Светлый фон

У Патрисии с собой только сто долларов налички, хотя дома есть еще немного. Именно по этой причине она не взяла больше: они не могут ничего поделать, если с нее нечего взять. Патрисия в курсе, что Рэндалл аннулировал все ее карты, потому что несколько раз пыталась заказать продукты онлайн для себя и для Бруклин. И если она не заплатит прямо сейчас, то ей не выдадут антибиотики.

— Могу дать вам сотню наличными, — любезно говорит она, протягивая хрустящую купюру.

Секретарша качает головой, будто разговаривает с идиоткой.

— Сто пятьдесят. Можете заплатить наличными и картой раздельно, если хотите. — Она указывает на прайс-лист на стене. Ламинированная бумага выцвела, уголки загнулись. — Вот здесь все написано.

— Боюсь, больше у меня нет. Берите или не берите.

Секретарша поднимается.

— Мэм, вам придется заплатить, это так не работает. У нас тут не гаражная распродажа. — Она повышает голос, и из-за окошка с рецептами выходит другая женщина, крупная, пожилая, скрестившая руки на груди. Охрана.

Патрисия вздергивает подбородок.

— Это работает так: у меня есть деньги и я вам их даю. Что вы делаете с ними после — ваше дело. — Патрисия кладет купюру на стойку, кивает, словно королева, и неторопливо выходит за двери. Она уже на полпути к машине, когда позади раздается звук распахнувшейся двери.
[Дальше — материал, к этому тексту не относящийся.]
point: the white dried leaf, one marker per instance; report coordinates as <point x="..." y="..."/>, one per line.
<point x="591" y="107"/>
Патрисия не оглядывается.

— Леди, вы обязаны заплатить! Вы не можете просто взять и уйти!

Патрисия открывает дверь машины.

— Могу и уйду. У вас есть мой адрес. Вышлите счет.
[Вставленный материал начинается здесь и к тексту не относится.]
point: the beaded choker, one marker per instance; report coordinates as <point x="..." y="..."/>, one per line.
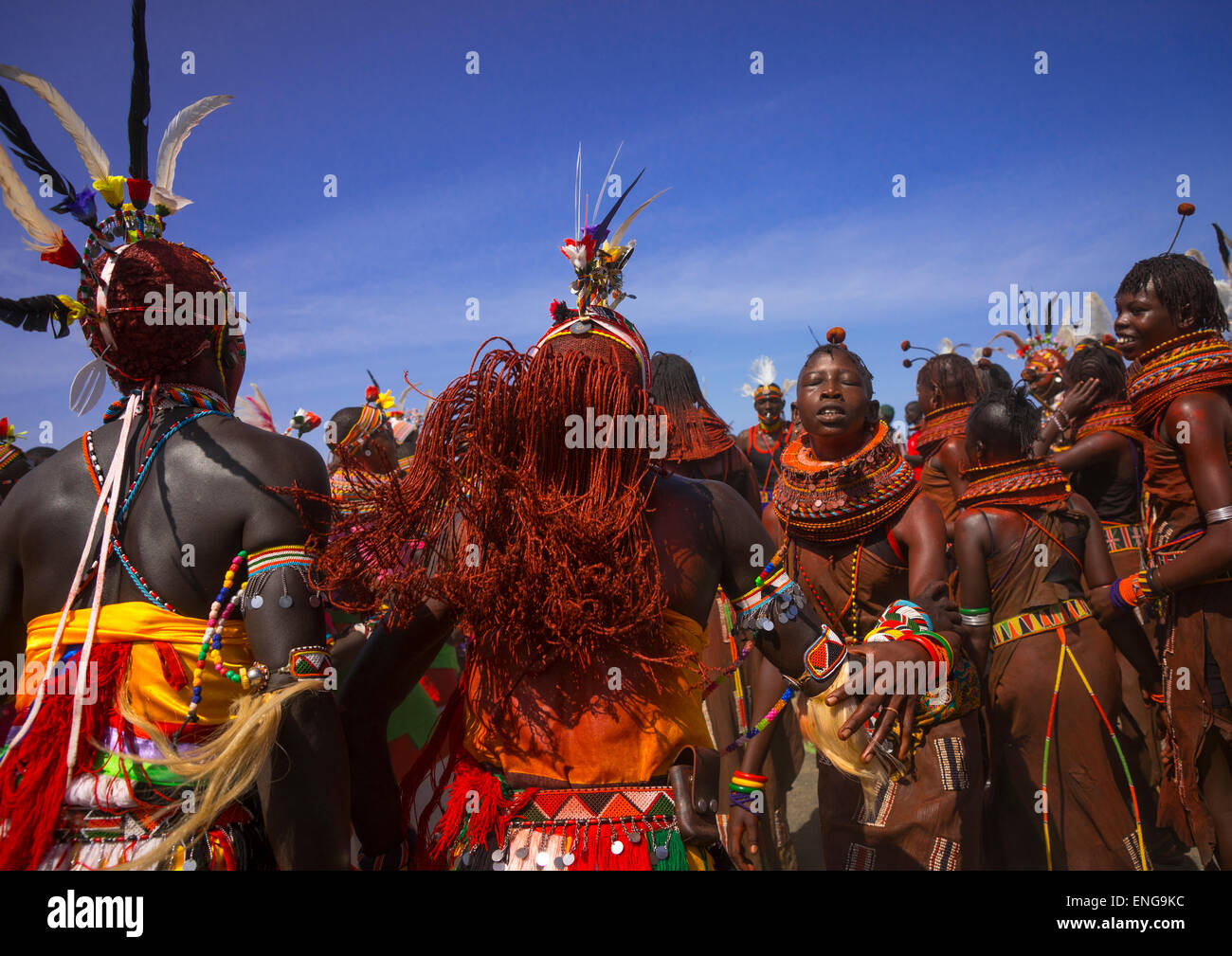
<point x="1027" y="482"/>
<point x="176" y="397"/>
<point x="1109" y="417"/>
<point x="940" y="425"/>
<point x="830" y="503"/>
<point x="1195" y="362"/>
Позади раздается стук шагов, Патрисия садится на водительское место, и ногу дергает сразу в двух местах: легкое покалывание постепенно переходит в горячие волны боли. Прежде чем Патрисия успевает захлопнуть дверь, секретарша ловит ее и распахивает.

— Вылезайте, сейчас же. Мы вызываем полицию.

Патрисия разворачивается всем телом, и ей кажется, будто с нее слой за слоем что-то спадает, будто она древнее чудовище, поднимающееся из морских глубин, сбрасывающее груды песка и ила. Ее рот кривит усмешка Пэтти, гнев Пэтти переполняет грудь, стекает по рукам и ногам, и она отрывает руку секретарши от двери и со всей силы отвешивает ей пощечину.

— Не смей трогать мою машину, сука! — визжит она. В голосе прорывается старый южный акцент Пэтти.

Секретарша отшатывается, приложив ладони к лицу, и смотрит на Патрисию так, словно она сошла с ума.

Но она мыслит абсолютно здраво. Только что она призвала ту часть себя, которая выживает, несмотря ни на что, которая сопротивляется, которая будет зубами и ногтями выцарапывать себе свободу.

— Леди, какого хрена? — растерянно говорит секретарша.